As she welcomed participants to the college, VGCC President Dr. Stelfanie Williams said, “We are excited about the opportunities ahead for this region of North Carolina, and we are happy to be a partner in economic, agricultural and environmental stewardship.”
The first part of the meeting consisted of presenters sharing innovative models related to entrepreneurship and supporting local farmers that could be replicated in other communities. First up was VGCC Small Business Center Director Tanya Weary, talking about the college’s “NC REAL Agricultural Entrepreneurship” program. Lauffer said that Weary and VGCC are “pioneers in leading agriculture business classes and promoting agriculture in the community college system.”

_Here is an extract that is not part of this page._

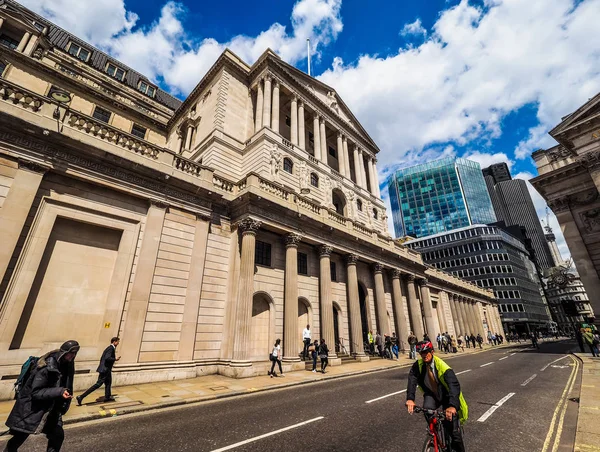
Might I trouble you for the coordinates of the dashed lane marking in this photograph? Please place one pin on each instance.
(498, 404)
(528, 380)
(266, 435)
(386, 396)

Weary told attendees that the Agricultural Entrepreneurship program, a seven-week, interactive course designed to strengthen the business savvy of community farmers and budding agricultural entrepreneurs, succeeded in part because of strong partnerships. She partnered with the VGCC Human Resources Development department, the N.C. Tobacco Trust Fund Commission, the Vance County Regional Farmers Market, N.C. Cooperative Extension, local city and county governments, attorneys, banks and other businesses.
“We have worked with other community colleges to share our experience about how we started this, who our partners are and how we’ve been able to grow this,” Weary said. “We have served around 65 students since starting in late 2014, and that’s a real success for this area. We’re very pleased with it.”
She added that the course spurred VGCC to offer other agriculture-related programs. A new free, three-part workshop series, “Planting Your Marketing Seeds for Your Agricultural Business,” is scheduled for Tuesday evenings, Nov. 7-21. Carrie Harvey, the instructor, also taught many of the college’s Agricultural Entrepreneurship classes.
Other presenters included Ardis Crews of the Green Rural Redevelopment Organization; Henry Crews (a graduate of the first NC REAL Agricultural Entrepreneurship class at VGCC) and Jennifer Dietsche, discussing a Vidant Health initiative at Vidant Medical Center in Greenville; Jimbo Eason and John Kimber from Covington Vodka; Eric Hallman of the Piedmont Food and Agriculture Processing Center (PFAP); Mike Ortosky of Orange County Agriculture Economic Development; and Gabe Cummings of Warren County-based Working Landscapes. CEFS has produced a short video on Working Landscapes, which participants enjoyed watching during lunch.
The Harvest Restaurant of Oxford catered a lunch featuring local food for the meeting. After lunch, attendees heard presenters discuss statewide resources, including the Carolina Farm Stewardship Association, the N.C. Department of Agriculture & Consumer Services, the N.C. Department of Commerce, the N.C. Rural Center and CEFS projects.
The CEFS “Local Food Economies” initiative is part of the NC Growing Together (NCGT) project. NCGT is a five-year, USDA-funded project that aims to bring more locally-produced foods into mainstream markets, strengthening the economics of small to mid-sized farm and fishing operations and their communities. In addition to research, academic and extension components, NCGT also aims to create an enabling environment for farms and food businesses.